Generally, the decision tree-based algorithm has less computational complexity, and the model's accuracy ranges between high and moderate and they may be preferable for tiny devices. Therefore, this type of model achieves lightweight and optimal models, while other models in Table 8 have more computational complexity, and the accuracy ranges between high and moderate. Therefore, this type of model achieves heavyweight models and optimal models. However, finding lightweight and heavyweight models identifies deploying models that will detect attacks, which may be in cloud or fog, or edge computing.

In this section, we investigated to propose the models' deployment in the IoT ecosystem network. The models used to detect IoT attacks may be in the cloud, fog, or edge computing. Cloud computing is the most popular method of analytics and processing IoT data. Fog and edge computing have also been widely employed to speed up and improve data processing and bring intelligence closer to IoT devices that produce data and act on it. Cloud computing can process and store massive amounts of data. Hence, if the model is deployed in cloud computing, we can employ any ML model that achieves higher accuracy to analyze and detect the attacks in the IoT regardless of the time complexity and lightweight model. Unlike edge computing, it is necessary to consider the time complexity and lightweight model as well as an optimal model with the best accuracy due to device constraints. Hence, edge computing offers attractive features where the latency for the model is very low, and the privacy is very high, unlike cloud computing which a third-party monitor. The challenge for edge computing is to find a lightweight and optimal model. Table 9 illustrates edge, fog, and cloud computing features. Based on Table 8, the decision tree-based model requires less computational complexity, and its accuracy is high. Therefore, the decision tree-based model space will be suitable for edge computing, unlike models that require more computational complexity, like ANN and SVM. The model will be suitable for cloud computing or fog computing. It doesn't matter if resources are consumed. Any ML model implemented in edge computing can be implemented in fog and cloud computing, but the opposite is not always true because the edge requires a lightweight model that does not consume device resources. In the IoT security context, we tend and prefer to process the data internally on edge as much as possible, especially in the security of the IoT, to avoid disclosure of data privacy by a third party.

Table 9. The characteristics offered via edge, fog, and cloud

ML-Models Deployment

Data Analysis

Access Approaches

Latency

InternetBased

Privacy

Edge

Process the data and decide in real-time (at the edge)

TinyML or lightweight Model (Internal processing)

Low

No

High

Fog

The fog is an intermediate layer between the cloud and the edge. It decides to process the data locally or send it to the cloud (network close to the edge).

Nodes send Encrypted data to fog computing (External processing)

Medium

Yes

Moderate

Cloud

less time-sensitive data processing (away from the edge)

Nodes send Encrypted data to cloud computing (External processing)

High

Yes

Low

4.    Evaluation Metrics of the Proposed Hybrid IDPS Mechanism

The proposed system tested and evaluated in several scenarios. First, it was tested on our proposed dataset. the proposed system tested before and after optimizing the accuracy with 4-class and 2-class modes. 4-class means the dependent variable output contains four labels for classification, such as " BHA, DoS, OOA, and normal". As well as 2-class, the dataset contains two labels for classification: "Normal" and "Malicious." The same scenario was applied to the Edge IoT dataset with 15-class and 2-class modes.
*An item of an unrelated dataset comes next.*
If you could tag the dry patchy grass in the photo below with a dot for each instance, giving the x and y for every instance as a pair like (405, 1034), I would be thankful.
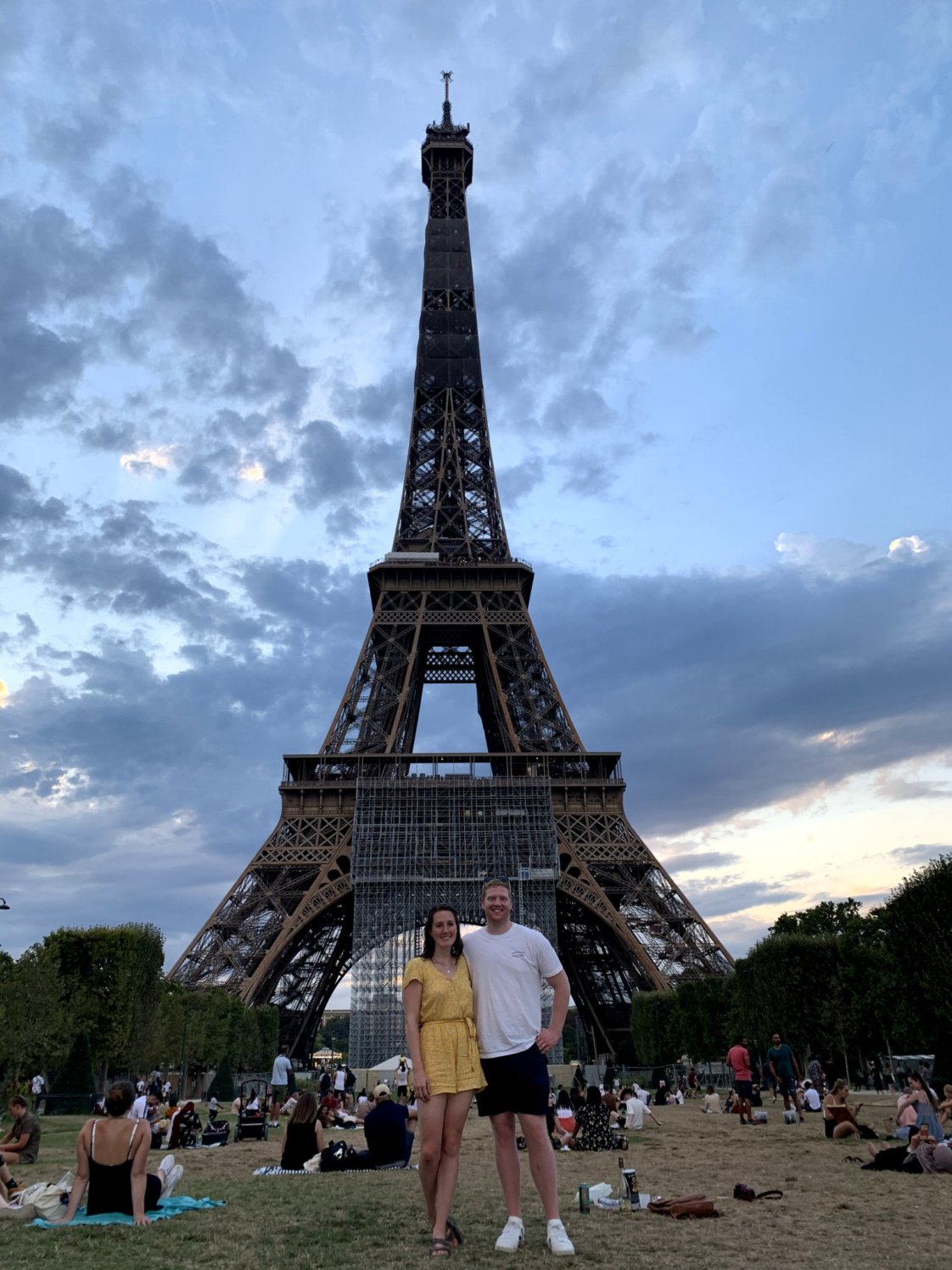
(832, 1214)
The models tested on the default setting before improving the accuracy. Also, after optimizing the accuracy, the model's configuration changed to improve the accuracy of classification models.

  • 4.1.    Scenario 1: Evaluation Metrics Before the Accuracy Models are Optimized

  • A.    KoU-6LoWPAN-IoT Dataset with 4-class

The proposed KoU-6LoWPAN-IoT dataset depends on the simulation ecosystem generated via the Contiki OS. This dataset includes data from 6LoWPAN devices in the IoT. The total number of attacks in the 6LoWPAN attacks dataset is three, which are BHA, OOA, and DoS attacks. The proposed dataset for anomaly detection phase includes 47680 records and 96 features. In this experiment, the dataset was split into 80% for training which is 38142 records, and 20 % for testing, which is 9535 records. In this section, the proposed KoU-6LoWPAN-IoT dataset is tested on 4-classes which are BHA, DoS, OOA, and Normal. The proposed hybrid IDSP has been tested in the detection phase on most of the traditional ML and modern deep learning algorithms, which are DT, RF, BDT, LR, KNN, ANN, SVM, LDSVM, AP, and BPM, as shown in Fig.12. These algorithms have been tested on the default configuration proposed via Microsoft in the Azure machine-learning platform as illustrated in Table 13. Performance parameters extracted from each model: Recall, Accuracy, and F1 Score, as drawn in Fig 12. Therefore, the ANN achieved the highest accuracy among the models, which is 95.65 %, followed by SVM, LDSVM, AP, BPM, RF, KNN, DT, BDT, and LR, which are 93.53%, 92.86%, 92.2%, 90.07%,89.92%, 89.36%, 86.23%, 84.78%, and 83.69% respectively. Table 10. displays the Confusion Matrix (CM) of the highest accuracy we obtained from ANN with the 4-classification mode, while Table 11. presents the highest accuracy of ANN in the 2-classification mode.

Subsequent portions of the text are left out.